Lecture 0050 4:40p-5:30p MW
Corequisite discussions (Choose one):
0051 2:30p-3:20p R 0052 3:35p-4:25p R 0053 4:40p-5:30p R
In traditional China, people admitted to the presence of the emperor entered the “Forbidden City”—the imperial palace compound—by way of a long series of monumental gates, courtyards, and terraces, past bronze incense-burners the size of small cars, to kowtow before the emperor seated in embroidered yellow robes on the Dragon Throne: a grand high-backed seat carved with dragons, brilliant with lacquer and gold, high on a platform in a magnificent audience hall, the “Hall of Eternal Harmony.” This lavish display is one of many aspects of the imperial arts of China—art made for use in private life, for ritual or religious observances, and for public projects designed for propaganda and empire-building.
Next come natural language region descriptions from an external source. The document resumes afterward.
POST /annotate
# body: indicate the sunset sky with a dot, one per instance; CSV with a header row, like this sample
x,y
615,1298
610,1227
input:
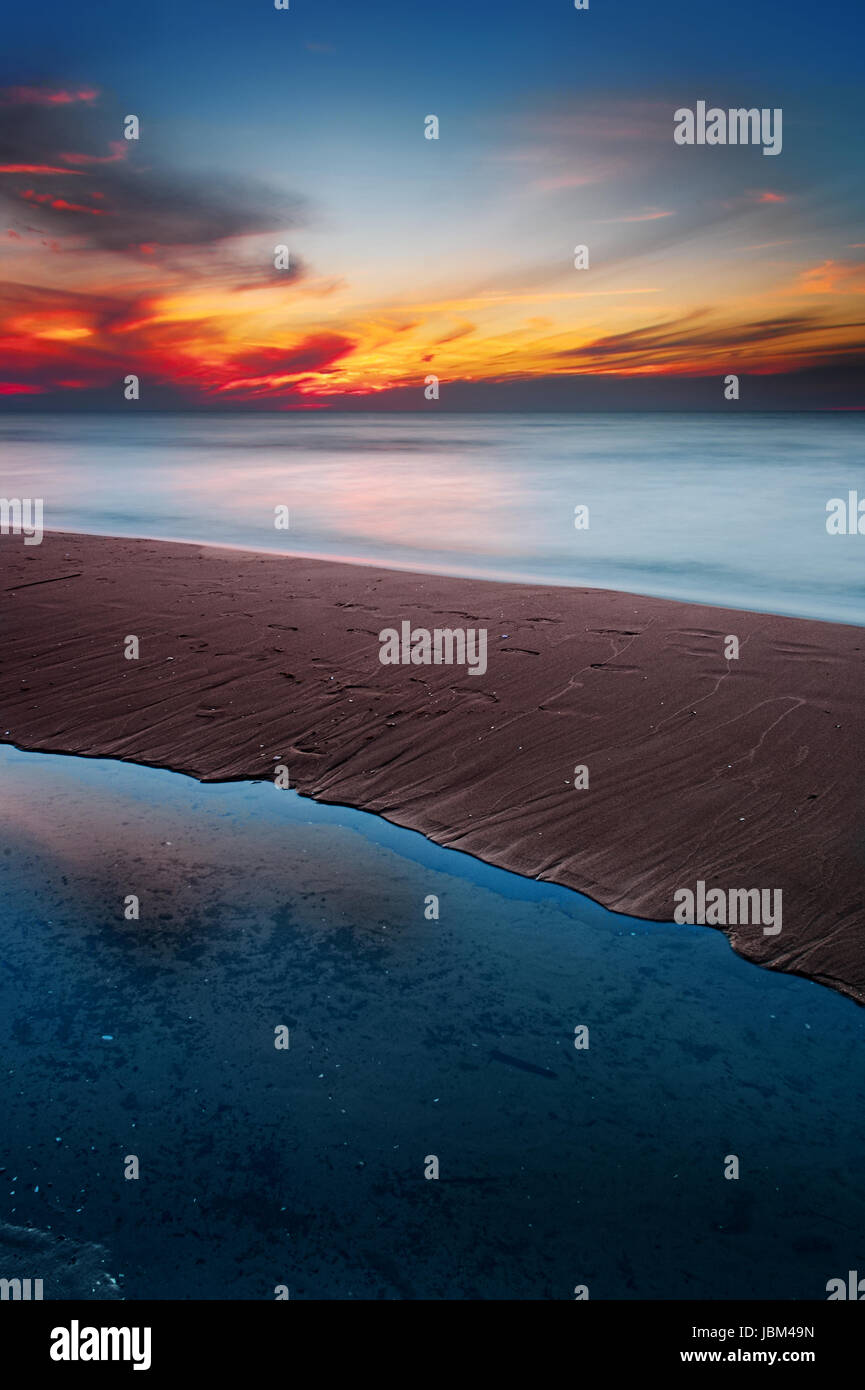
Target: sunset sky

The works of art with which the emperors of China surrounded themselves over history—buildings, sculptures, pictures, ritual objects, things of daily use—were more than luxurious private possessions; they also played a role in public life and national politics. In exploring this material the course will progress from early to later times, emphasizing the historical context throughout, and offering an overview of many aspects of Chinese art and culture. Subjects to be considered include artifacts used in imperial sacrifices to the spirit world; the structure and furnishings of royal tombs, designed to provide for the emperor in an eternal afterlife; and paintings commissioned to advertise the glory of the ruler and the state. The last unit of the course will focus on the Manchu rulers of the Qing dynasty (1644-1911), and their use of art to reinforce their claims to ownership of China and Chinese culture— and indeed of world culture.
Readings are assembled in a course reader, and images of all the important works of art considered in the class are accessible on the web. Assignments include quizzes, short written assignments, and a final exam. No previous knowledge of Chinese culture is necessary.